Under Armour wanted to help its users synthesize more than just their workouts, but their activity, sleep, exercise and nutrition. From a nutritional standpoint, Plank said MyFitnessPal was more "complete" than MapMyFitness. But they were "loosely doing what MapMyFitness was doing", he said.

"This is not people sitting back and doing Weight Watchers," Plank said. "... On the whole this population is more fit than the United States population... They are younger and more active as a whole."

Plank said bringing these three communities together gives Under Armour the biggest community of digital fitness trackers in the world. Altogether they clocked 136,000 unique registrations a day in January. They had 40 million new user sign ups in 2014. Now one in five Americans has one of the four apps on their phone or desktop, Plank said. That includes 85 million under 40, 62 percent or 75 million are women, and 43 percent or 53 million live outside North America. Plank said that these apps have "skimmed the planet of 7 billion people" and found "the 120 million people who want to measure themselves in some way, shape or form".

With that set up it's clear why Plank believes these acquisitions will help Under Armour boost its core businesses: men's apparel, women's apparel, footwear, international, and direct-to-consumer. Plank said he does not consider digital to be a sixth growth driver for the company, but will be meaningful for each of the above.

Plank said that, for example, 300,000 people using MapMyFitness have opted to tell Under Armour when they buy a shoe. That data helps the company better understand what happens to running shoes at mile 300 or 400, he said. That kind of information can help it develop better shoes, help runners choose the best one, or remind them to buy one at the most effective time.

Plank also mentioned that the previously announced partnership between Under Armour and HTC will see UA "validating" a new fitness tracking device from HTC and putting its "stamp" of approval on it, but Under Armour's Record app will be the app that the HTC wearable feeds its data into. There will be no official companion app from HTC for it, Plank said.

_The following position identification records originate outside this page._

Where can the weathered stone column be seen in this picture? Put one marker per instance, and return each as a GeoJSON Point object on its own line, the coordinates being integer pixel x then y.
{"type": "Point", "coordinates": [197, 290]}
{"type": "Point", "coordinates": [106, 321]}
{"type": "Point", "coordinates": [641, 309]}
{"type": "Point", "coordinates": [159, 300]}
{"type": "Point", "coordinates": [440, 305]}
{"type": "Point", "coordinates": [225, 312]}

zephyr-under-armour-e39-shirt"The only place this wearable device will launch into is UA Record..." Plank said. "Why would you want your data anywhere else? ... Whatever the flavor of the month wearable is... Where does your data go? Is it lost at Fitbit.com or is it lost on the Jawbone UP? These are all great partners of ours, but we want to be the destination for these partners and we want to take this backend off of their hands and make it simple and better for the consumer."

Under Armour plans to grow its digital team from the almost 400 it currently has on hand post acquisition to more than 500 next year. That's up from less than 60 people in 2013.

Thurston, who joined UA when it bought his company MapMyFitness and now runs its digital strategy, described Apple, Google, and Samsung as aggregators. The big difference between their recent platform launches (Apple HealthKit, Google Fit, etc.) and what MyFitnessPal, MapMyFitness, and Endomondo offer, is community.

"Think of HealthKit and Google Fit as the pipes, the data pipes that allow us access to all this data," Mike Lee of MyFitnessPal added. "What we are trying to do is build a community on top of that."

Notably, following a question from the audience, Lee confirmed that the MyFitnessPal acquisition did not include earnouts, but he did agree to re-invest some of his personal proceeds from the $475 million transaction by buying Under Armour stock. Endomondo's Lykke indicated she was looking to do the same.

Thurston, however, who sold his company to Under Armour a few years ago now, had perhaps the most interesting quote of the analyst day. In answer to another question from the audience, Thurston explained that MapMyFitness struggled with advertising and premium subscription services, but that he believed UA would be an ideal acquirer of his company because it was offering his users something they already wanted.

"UA has a product that actually helps you do what you are doing, better. To start at an authentic point that is about helping the person perform better, ... this is a perfect scenario for the consumer... Can you imagine an insurance company [buying MapMyFitness]? I can't imagine how I'd tell the user that."